Von der deutschen Wiedervereinigung konnten im Osten ältere Personen besonders profitieren. Hierzu trug die Übernahme des westdeutschen Rentensystems in Ostdeutschland bei [11, 20, 28]. Da es in der DDR offiziell keine Arbeitslosigkeit gab und die Frauenerwerbsbeteiligung hoch war, wiesen Anfang der 1990er-Jahre viele ostdeutsche Rentnerinnen und Rentner lange, ununterbrochene Erwerbsbiografien auf. Diese sicherten ihnen relativ hohe Renten, für Frauen sogar höhere Renten als im Westen [29, 30]. Außerdem wurden große Anstrengungen unternommen, die technischen Standards in ostdeutschen Krankenhäusern schnell an das Westniveau anzupassen; Gleiches galt für die Ausstattung von Notfallrettungsdiensten [12]. Diese Fortschritte wirkten sich insbesondere auf die Behandlung von (akuten) Krankheiten des Kreislaufsystems sehr positiv aus.
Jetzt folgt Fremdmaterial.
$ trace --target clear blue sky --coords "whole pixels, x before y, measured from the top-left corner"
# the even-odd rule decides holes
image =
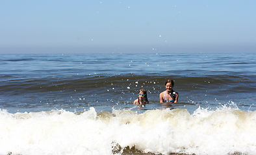
[[[255,52],[256,1],[0,2],[0,53]]]

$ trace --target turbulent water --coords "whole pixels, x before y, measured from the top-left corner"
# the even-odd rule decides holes
[[[0,154],[256,154],[256,54],[0,56]]]

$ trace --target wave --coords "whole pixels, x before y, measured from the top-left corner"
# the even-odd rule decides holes
[[[0,110],[0,154],[255,154],[256,111],[130,110],[8,113]]]

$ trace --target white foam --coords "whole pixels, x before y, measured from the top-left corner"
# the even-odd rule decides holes
[[[98,113],[0,110],[0,154],[112,154],[116,146],[168,154],[255,154],[256,112],[113,110]]]

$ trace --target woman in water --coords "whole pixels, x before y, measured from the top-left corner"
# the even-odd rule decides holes
[[[142,105],[147,104],[149,103],[147,96],[147,90],[142,88],[138,94],[138,99],[135,99],[133,102],[134,105]]]
[[[179,94],[173,90],[174,83],[172,79],[168,79],[165,83],[165,88],[166,90],[160,94],[160,103],[169,102],[169,103],[177,103]]]

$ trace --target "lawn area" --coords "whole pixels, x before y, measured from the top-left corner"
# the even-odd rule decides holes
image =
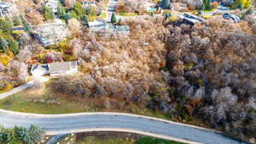
[[[89,15],[89,20],[90,21],[93,21],[93,20],[96,20],[96,19],[106,19],[107,18],[107,14],[106,13],[102,13],[101,14],[101,15],[99,15],[99,16],[93,16],[93,15]]]
[[[44,89],[25,89],[0,101],[0,108],[15,112],[56,114],[84,112],[123,112],[169,118],[160,112],[153,112],[144,105],[130,104],[119,101],[116,108],[106,108],[105,98],[66,95],[56,93],[50,87],[50,81]]]
[[[119,13],[119,14],[121,16],[137,16],[137,14],[136,13]]]
[[[97,135],[96,134],[95,134]],[[117,134],[118,135],[118,134]],[[182,142],[168,141],[149,136],[127,137],[108,135],[106,133],[102,136],[83,136],[78,137],[76,135],[69,135],[59,141],[60,144],[184,144]]]

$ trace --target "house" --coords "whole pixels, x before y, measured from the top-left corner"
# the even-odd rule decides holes
[[[68,61],[33,65],[31,70],[31,73],[32,74],[32,76],[38,77],[45,75],[55,77],[73,74],[77,72],[78,71],[77,61]]]
[[[21,26],[14,26],[14,27],[12,27],[12,30],[13,30],[13,32],[16,33],[16,34],[22,34],[26,32],[26,28]]]
[[[203,18],[201,18],[199,16],[191,14],[179,14],[177,15],[180,19],[182,19],[183,20],[183,23],[185,24],[189,24],[191,26],[194,26],[195,23],[199,23],[199,22],[205,22],[206,20]]]
[[[95,20],[89,22],[90,31],[92,33],[97,33],[100,32],[105,32],[108,34],[130,34],[129,26],[113,26],[104,20]]]
[[[11,3],[0,1],[0,16],[9,15],[14,13],[16,9],[15,4]]]
[[[32,32],[44,47],[62,41],[70,35],[66,24],[62,21],[34,26]]]
[[[82,2],[83,8],[85,9],[88,9],[91,5],[96,6],[96,2],[95,1],[84,1]]]
[[[49,0],[45,5],[51,9],[55,14],[56,14],[58,12],[58,0]]]

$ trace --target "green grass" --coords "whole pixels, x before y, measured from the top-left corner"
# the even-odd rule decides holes
[[[184,143],[145,136],[138,139],[135,142],[135,144],[184,144]]]
[[[107,138],[99,139],[93,136],[88,136],[77,144],[134,144],[134,140],[130,138]]]
[[[152,138],[152,137],[142,137],[138,140],[131,138],[106,138],[99,139],[93,136],[88,136],[82,141],[77,142],[77,144],[184,144],[182,142],[168,141],[164,139]]]
[[[119,13],[119,14],[121,16],[137,16],[137,15],[136,13],[125,13],[125,12]]]

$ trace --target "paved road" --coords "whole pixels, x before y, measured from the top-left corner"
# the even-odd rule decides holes
[[[112,128],[134,130],[163,135],[167,138],[174,137],[199,143],[246,143],[224,136],[213,130],[198,129],[195,126],[188,126],[172,121],[159,120],[154,118],[111,112],[32,115],[5,112],[1,110],[0,124],[6,127],[14,127],[14,125],[29,127],[30,124],[33,124],[41,126],[48,134],[52,135],[81,132],[83,131],[81,130],[86,131],[86,129],[92,130],[98,128]]]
Da derartige Krankheiten im höheren Alter deutlich häufiger auftreten, konnten gerade in diesem Alter Sterblichkeitsrückgänge erzielt werden [7, 9, 12, 18, 21, 22]. Zu der schnellen Reduktion der Ost-West-Unterschiede bei den älteren Frauen trug ebenfalls bei, dass die in Westdeutschland in den 1940er- bis 1960er-Jahren geborenen Frauenkohorten einen höheren Anteil an Raucherinnen aufwiesen, was in diesen Kohorten insbesondere nach 1990 zu einem West-Ost-Gefälle in der Lungenkrebsmortalität führte [5].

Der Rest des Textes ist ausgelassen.